The Monetary Policy Committee (MPC) is set to convene on July 22-23, 2024, amid soaring inflation and economic challenges in Nigeria.

Led by Olayemi Cardoso, the committee has already increased interest rates three times this year, raising them by 750 basis points to 26.25 percent.

Nigeria’s annual inflation rate climbed to 34.19 percent in June, driven by rising food prices. Despite these pressures, the Central Bank of Nigeria (CBN) projects that inflation will moderate to around 21.40 percent by year-end.

Market analysts expect a further rate hike as the committee seeks to rein in inflation. Nabila Mohammed from Chapel Hill Denham anticipates a 50–75 basis point increase.
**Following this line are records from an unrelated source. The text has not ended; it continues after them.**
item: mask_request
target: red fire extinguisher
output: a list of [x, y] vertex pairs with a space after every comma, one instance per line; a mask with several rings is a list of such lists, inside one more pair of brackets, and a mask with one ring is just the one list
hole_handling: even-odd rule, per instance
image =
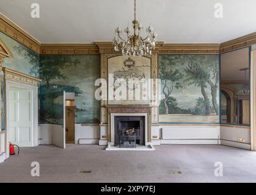
[[9, 154], [10, 155], [15, 155], [15, 149], [14, 146], [16, 146], [18, 147], [18, 155], [20, 154], [20, 147], [16, 144], [13, 144], [10, 142], [9, 142]]

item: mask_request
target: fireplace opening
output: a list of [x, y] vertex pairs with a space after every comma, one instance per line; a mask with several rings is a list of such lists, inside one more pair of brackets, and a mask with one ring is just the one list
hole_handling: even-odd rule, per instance
[[145, 116], [115, 116], [115, 145], [134, 147], [145, 145]]

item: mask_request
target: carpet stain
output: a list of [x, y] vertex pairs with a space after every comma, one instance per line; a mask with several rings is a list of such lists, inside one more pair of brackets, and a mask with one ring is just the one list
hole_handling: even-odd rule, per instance
[[92, 171], [80, 171], [79, 172], [80, 173], [90, 173]]
[[172, 171], [172, 174], [173, 174], [174, 175], [182, 174], [182, 172], [180, 171], [172, 170], [171, 171]]

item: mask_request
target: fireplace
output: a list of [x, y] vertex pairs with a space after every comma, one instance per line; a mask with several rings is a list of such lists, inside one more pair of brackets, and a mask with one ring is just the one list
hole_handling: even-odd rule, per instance
[[145, 116], [115, 116], [114, 144], [133, 147], [145, 145]]

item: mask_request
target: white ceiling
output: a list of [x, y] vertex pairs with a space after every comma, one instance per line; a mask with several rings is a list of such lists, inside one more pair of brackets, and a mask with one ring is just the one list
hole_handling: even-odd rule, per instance
[[[37, 2], [40, 18], [31, 17]], [[214, 16], [216, 3], [223, 18]], [[221, 43], [256, 31], [255, 0], [137, 0], [137, 16], [165, 43]], [[133, 0], [1, 0], [0, 12], [41, 43], [111, 41], [133, 20]]]
[[244, 73], [244, 71], [240, 69], [249, 68], [249, 56], [248, 48], [221, 55], [221, 79], [248, 79], [249, 70]]

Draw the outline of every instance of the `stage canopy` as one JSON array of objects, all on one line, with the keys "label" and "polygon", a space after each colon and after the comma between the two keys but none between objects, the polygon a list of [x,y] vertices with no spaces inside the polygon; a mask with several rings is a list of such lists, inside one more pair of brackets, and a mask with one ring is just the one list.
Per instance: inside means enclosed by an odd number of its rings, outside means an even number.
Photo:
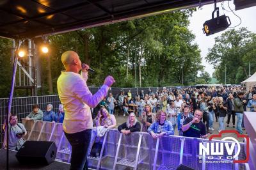
[{"label": "stage canopy", "polygon": [[[212,0],[1,0],[0,36],[22,39],[54,35],[213,3]],[[211,14],[209,12],[209,17]]]},{"label": "stage canopy", "polygon": [[256,72],[245,81],[242,81],[241,84],[246,87],[246,91],[249,91],[250,89],[256,87]]}]

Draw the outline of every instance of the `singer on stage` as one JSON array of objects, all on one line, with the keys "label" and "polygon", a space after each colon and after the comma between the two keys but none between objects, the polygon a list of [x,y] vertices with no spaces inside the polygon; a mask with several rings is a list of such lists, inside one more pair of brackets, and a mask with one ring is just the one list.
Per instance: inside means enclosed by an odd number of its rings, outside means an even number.
[{"label": "singer on stage", "polygon": [[107,96],[115,79],[108,76],[101,88],[92,95],[86,85],[89,66],[83,64],[82,68],[78,54],[71,50],[62,54],[61,61],[65,70],[58,79],[57,86],[65,109],[63,128],[72,146],[70,169],[88,169],[87,150],[93,127],[90,107]]}]

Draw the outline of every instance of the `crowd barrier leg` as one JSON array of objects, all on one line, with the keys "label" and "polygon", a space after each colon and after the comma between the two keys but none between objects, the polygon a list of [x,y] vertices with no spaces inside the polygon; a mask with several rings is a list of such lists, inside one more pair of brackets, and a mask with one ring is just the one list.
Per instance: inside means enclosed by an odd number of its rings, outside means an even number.
[{"label": "crowd barrier leg", "polygon": [[40,132],[40,134],[38,135],[38,137],[37,137],[37,139],[36,139],[37,141],[39,141],[39,139],[40,139],[40,138],[41,137],[41,135],[42,135],[42,132],[43,132],[43,129],[44,129],[44,127],[45,126],[45,124],[46,124],[46,122],[44,121],[43,122],[43,125],[41,127]]},{"label": "crowd barrier leg", "polygon": [[122,139],[122,135],[123,135],[123,134],[120,133],[120,136],[119,136],[118,144],[117,145],[116,156],[115,157],[114,166],[113,167],[113,170],[115,170],[115,168],[116,168],[116,162],[117,162],[117,157],[118,157],[119,148],[120,148],[120,144],[121,144],[121,139]]},{"label": "crowd barrier leg", "polygon": [[106,139],[107,139],[108,134],[108,130],[107,132],[106,132],[106,134],[104,135],[102,146],[101,147],[100,157],[99,158],[98,164],[97,166],[97,170],[99,170],[99,168],[100,168],[100,163],[101,163],[101,158],[102,158],[103,151],[104,151],[104,148],[105,148],[105,144],[106,144]]},{"label": "crowd barrier leg", "polygon": [[33,124],[33,127],[31,128],[31,130],[30,131],[29,135],[29,136],[28,137],[28,139],[27,139],[28,141],[29,141],[30,137],[31,137],[32,132],[33,132],[33,131],[34,131],[34,128],[35,128],[35,127],[36,125],[36,121],[34,121],[34,124]]},{"label": "crowd barrier leg", "polygon": [[159,146],[159,138],[157,138],[156,141],[156,152],[155,152],[155,157],[154,158],[154,164],[153,164],[153,170],[156,170],[156,161],[157,159],[157,154],[158,154],[158,148]]},{"label": "crowd barrier leg", "polygon": [[138,160],[139,159],[139,154],[140,154],[140,146],[141,144],[141,138],[142,138],[142,134],[140,134],[140,139],[139,139],[139,143],[138,144],[138,149],[137,149],[137,154],[136,157],[136,160],[135,160],[135,166],[134,166],[134,169],[137,169],[137,166],[138,166]]}]

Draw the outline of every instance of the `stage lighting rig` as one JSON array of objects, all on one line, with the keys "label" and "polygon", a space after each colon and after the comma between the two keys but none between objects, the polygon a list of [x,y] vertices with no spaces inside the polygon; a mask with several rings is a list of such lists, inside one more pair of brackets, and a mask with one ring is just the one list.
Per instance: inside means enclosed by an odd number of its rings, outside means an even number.
[{"label": "stage lighting rig", "polygon": [[[216,0],[214,1],[214,10],[212,13],[212,19],[205,21],[204,24],[203,32],[207,36],[218,33],[228,28],[231,24],[229,17],[223,15],[220,16],[219,8],[217,7]],[[216,12],[217,17],[214,18],[214,13]],[[228,22],[228,19],[229,23]]]}]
Similarly, Coronation Research forecasts a potential rise of 50 to 100 basis points, given the recent uptick in inflation.

The food inflation rate reached 40.87 percent in June, exacerbated by security issues in key agricultural regions.

Essential commodities such as millet, garri, and yams have seen significant price hikes, impacting household budgets and savings.

As the MPC meets, the National Bureau of Statistics is set to release data on selected food prices for June, providing further insights into the inflationary trends affecting Nigerians.

The upcoming MPC meeting will be crucial in determining the trajectory of Nigeria’s monetary policy as the government grapples with economic instability.

The focus remains on balancing inflation control with economic growth to ensure stability in Africa’s largest economy.